Postingan Populer

Karomah Syaikh Abdul Qodir Jailani Ra


Terbesar dari Persia
Ia berkata, “Siapa itu berada di pintu?”
Aku berkata, “Hamba sahaya Paduka.”
Ia berkata, “Kenapa kau ke mari?”
Aku berkata, “Untuk menyampaikan hormat
padamu, Gusti.”
Ia berkata, “Berapa lama kau bisa
bertahan?”
Aku berkata, “Sampai ada panggilan.”
Aku pun menyatakan cinta, aku mengambil
sumpah
Bahwa demi cinta aku telah kehilangan
kekuasaan.
Ia berkata, “Hakim menuntut saksi kalau
ada pernyataan.”
Aku berkata, “Air mata adalah saksiku,
pucatnya wajahku adalah buktiku.”
Ia berkata, “Saksi tidak sah, matamu
juling.”
Aku berkata, “Karena wibawa keadilanmu
mataku terbebas dari dosa.”
Syair religius di atas adalah cuplikan dari
salah satu puisi karya penyair sufi terbesar
dari Persia, Jalaluddin Rumi. Kebesaran
Rumi terletak pada kedalaman ilmu dan
kemampuan mengungkapkan perasaannya
ke dalam bahasa yang indah. Karena
kedalaman ilmunya itu, puisi-puisi Rumi
juga dikenal mempunyai kedalaman makna.
Dua hal itulah –kedalaman makna dan
keindahan bahasa– yang menyebabkan
puisi-puisi Rumi sulit tertandingi oleh
penyair sufi sebelum maupun sesudahnya.
Rumi memang bukan sekadar penyair,
tetapi ia juga tokoh sufi yang berpengaruh
pada zamannya. Rumi adalah guru nomor
satu tarekat Maulawiah –sebuah tarekat
yang berpusat di Turki dan berkembang di
daerah sekitarnya. Tarekat Maulawiah
pernah berpengaruh besar dalam
lingkungan Istana Turki Utsmani dan
kalangan seniman pada sekitar tahun l648.

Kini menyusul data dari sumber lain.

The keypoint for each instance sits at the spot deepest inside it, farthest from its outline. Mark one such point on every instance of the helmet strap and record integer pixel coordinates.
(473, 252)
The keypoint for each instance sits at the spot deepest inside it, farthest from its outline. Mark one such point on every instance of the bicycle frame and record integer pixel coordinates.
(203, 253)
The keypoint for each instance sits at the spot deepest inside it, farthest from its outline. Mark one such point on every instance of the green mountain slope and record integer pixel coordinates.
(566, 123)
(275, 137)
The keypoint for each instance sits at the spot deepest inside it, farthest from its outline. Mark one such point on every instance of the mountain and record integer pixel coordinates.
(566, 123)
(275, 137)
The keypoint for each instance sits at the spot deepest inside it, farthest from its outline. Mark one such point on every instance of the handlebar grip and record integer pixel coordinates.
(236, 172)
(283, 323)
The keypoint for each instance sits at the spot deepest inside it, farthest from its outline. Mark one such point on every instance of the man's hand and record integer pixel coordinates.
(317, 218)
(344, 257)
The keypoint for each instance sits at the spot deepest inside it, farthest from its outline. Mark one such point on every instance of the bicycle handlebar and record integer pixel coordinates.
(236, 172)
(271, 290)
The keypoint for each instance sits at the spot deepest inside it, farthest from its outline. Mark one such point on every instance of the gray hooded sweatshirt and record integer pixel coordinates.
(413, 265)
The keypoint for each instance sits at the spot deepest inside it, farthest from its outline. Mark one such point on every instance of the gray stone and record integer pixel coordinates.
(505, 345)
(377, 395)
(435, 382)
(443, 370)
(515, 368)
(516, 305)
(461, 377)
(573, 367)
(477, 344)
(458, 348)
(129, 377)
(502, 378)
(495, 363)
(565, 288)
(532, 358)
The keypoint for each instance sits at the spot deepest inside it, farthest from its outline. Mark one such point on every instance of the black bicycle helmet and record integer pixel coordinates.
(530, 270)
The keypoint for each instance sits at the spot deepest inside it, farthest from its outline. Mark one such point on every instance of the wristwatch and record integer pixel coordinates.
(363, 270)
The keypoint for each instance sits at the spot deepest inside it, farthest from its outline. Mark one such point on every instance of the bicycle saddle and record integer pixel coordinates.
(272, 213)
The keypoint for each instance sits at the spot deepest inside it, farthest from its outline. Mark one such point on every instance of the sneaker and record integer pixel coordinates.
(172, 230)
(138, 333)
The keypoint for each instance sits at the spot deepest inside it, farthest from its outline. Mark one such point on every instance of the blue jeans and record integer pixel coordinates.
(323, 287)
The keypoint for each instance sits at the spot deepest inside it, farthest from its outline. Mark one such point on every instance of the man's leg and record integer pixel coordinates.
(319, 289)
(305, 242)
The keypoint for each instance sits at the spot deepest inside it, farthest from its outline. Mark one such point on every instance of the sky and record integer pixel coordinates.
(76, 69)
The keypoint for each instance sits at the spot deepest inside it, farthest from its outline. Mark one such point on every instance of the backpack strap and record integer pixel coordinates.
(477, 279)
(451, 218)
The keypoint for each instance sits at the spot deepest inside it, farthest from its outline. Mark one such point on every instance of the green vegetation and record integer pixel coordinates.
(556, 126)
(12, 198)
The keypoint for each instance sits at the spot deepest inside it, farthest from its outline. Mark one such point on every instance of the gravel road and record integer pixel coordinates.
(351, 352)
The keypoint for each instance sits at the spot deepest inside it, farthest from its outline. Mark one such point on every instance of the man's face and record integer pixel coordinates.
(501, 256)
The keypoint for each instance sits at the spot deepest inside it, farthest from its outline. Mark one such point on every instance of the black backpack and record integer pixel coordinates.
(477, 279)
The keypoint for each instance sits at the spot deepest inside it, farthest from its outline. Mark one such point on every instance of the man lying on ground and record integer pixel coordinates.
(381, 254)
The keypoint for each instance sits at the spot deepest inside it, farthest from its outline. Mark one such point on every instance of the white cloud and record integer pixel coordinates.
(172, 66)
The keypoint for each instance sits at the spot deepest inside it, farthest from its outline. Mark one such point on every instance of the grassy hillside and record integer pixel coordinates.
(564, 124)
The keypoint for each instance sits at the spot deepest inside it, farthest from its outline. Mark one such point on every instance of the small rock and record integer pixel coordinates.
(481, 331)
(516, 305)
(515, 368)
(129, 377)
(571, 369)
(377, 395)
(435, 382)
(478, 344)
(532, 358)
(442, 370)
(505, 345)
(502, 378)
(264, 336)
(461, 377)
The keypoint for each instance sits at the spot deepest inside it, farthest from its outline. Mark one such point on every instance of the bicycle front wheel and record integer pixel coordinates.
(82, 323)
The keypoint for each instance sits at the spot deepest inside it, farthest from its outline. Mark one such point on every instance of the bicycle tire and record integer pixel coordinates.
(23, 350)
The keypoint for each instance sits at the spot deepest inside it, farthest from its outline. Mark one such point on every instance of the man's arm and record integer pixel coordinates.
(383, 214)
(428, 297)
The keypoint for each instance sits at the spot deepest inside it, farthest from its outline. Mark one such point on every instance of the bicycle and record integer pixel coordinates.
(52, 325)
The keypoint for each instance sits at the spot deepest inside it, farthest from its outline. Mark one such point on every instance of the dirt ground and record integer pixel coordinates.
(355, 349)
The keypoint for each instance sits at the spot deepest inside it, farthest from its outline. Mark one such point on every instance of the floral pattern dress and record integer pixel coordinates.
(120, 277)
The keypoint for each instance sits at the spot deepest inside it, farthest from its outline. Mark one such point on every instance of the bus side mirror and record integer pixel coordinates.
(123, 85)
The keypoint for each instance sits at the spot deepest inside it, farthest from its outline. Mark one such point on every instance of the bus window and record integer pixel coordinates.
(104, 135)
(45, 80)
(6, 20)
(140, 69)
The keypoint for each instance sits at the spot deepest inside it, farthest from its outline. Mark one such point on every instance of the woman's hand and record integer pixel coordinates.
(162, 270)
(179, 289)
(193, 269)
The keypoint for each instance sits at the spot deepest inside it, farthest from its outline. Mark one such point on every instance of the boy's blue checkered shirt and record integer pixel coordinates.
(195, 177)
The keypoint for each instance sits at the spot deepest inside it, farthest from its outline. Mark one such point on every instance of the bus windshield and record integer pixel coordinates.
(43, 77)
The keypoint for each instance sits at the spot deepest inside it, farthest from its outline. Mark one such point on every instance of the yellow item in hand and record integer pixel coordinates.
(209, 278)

Sebagai tokoh sufi, Rumi sangat menentang
pendewa-dewaan akal dan indera dalam
menentukan kebenaran. Pada zamannya,
ummat Islam memang sedang dilanda
penyakit itu.
Bagi kelompok yang mengagul-agulkan
akal, kebenaran baru dianggap benar bila
mampu digapai oleh indera dan akal.
Segala sesuatu yang tidak dapat diraba oleh
indera dan akal, cepat-cepat mereka ingkari
dan tidak diakui.
Padahal, menurut Rumi, justru pemikiran
semacam itulah yang dapat melemahkan
iman kepada sesuatu yang ghaib. Dan
karena pengaruh pemikiran seperti itu pula,
kepercayaan kepada segala hakekat yang
tidak kasat mata, yang diajarkan berbagai
syariat dan beragam agama samawi, bisa
menjadi goyah.
Rumi mengatakan, “Orientasi kepada indera
dalam menetapkan segala hakekat
keagamaan adalah gagasan yang dipelopori
kelompok Mu’tazilah. Mereka merupakan
para budak yang tunduk patuh kepada
panca indera. Mereka menyangka dirinya
termasuk Ahlussunnah. Padahal,
sesungguhnya Ahlussunnah sama sekali
tidak terikat kepada indera-indera, dan
tidak mau pula memanjakannya.”
Bagi Rumi, tidak layak meniadakan sesuatu
hanya karena tidak pernah melihatnya
dengan mata kepala atau belum pernah
meraba dengan indera. Sesungguhnya,
batin akan selalu tersembunyi di balik yang
lahir, seperti faedah penyembuhan yang
terkandung dalam obat. “Padahal, yang
lahir itu senantiasa menunjukkan adanya
sesuatu yang tersimpan, yang tersembunyi
di balik dirinya. Bukankah Anda mengenal
obat yang bermanfaat? Bukankah
kegunaannya tersembunyi di dalamnya?”
tegas Rumi.
Pengaruh Tabriz
Fariduddin Attar, seorang tokoh sufi juga,
ketika berjumpa dengan Rumi yang baru
berusia 5 tahun pernah meramalkan bahwa
si kecil itu kelak bakal menjadi tokoh
spiritual besar. Sejarah kemudian mencatat,
ramalan Fariduddin itu tidak meleset.
Lahir di Balkh, Afghanistan pada 604 H atau
30 September 1207 Rumi menyandang nama
lengkap Jalaluddin Muhammad bin
Muhammad al-Balkhi al-Qunuwi. Adapun
panggilan Rumi karena sebagian besar
hidupnya dihabiskan di Konya (kini Turki),
yang dahulu dikenal sebagai daerah Rum
(Roma).
Ayahnya, Bahauddin Walad Muhammad bin
Husein, adalah seorang ulama besar
bermadzhab Hanafi. Dan karena kharisma
dan tingginya penguasaan ilmu agamanya,
ia digelari Sulthanul Ulama (raja ulama).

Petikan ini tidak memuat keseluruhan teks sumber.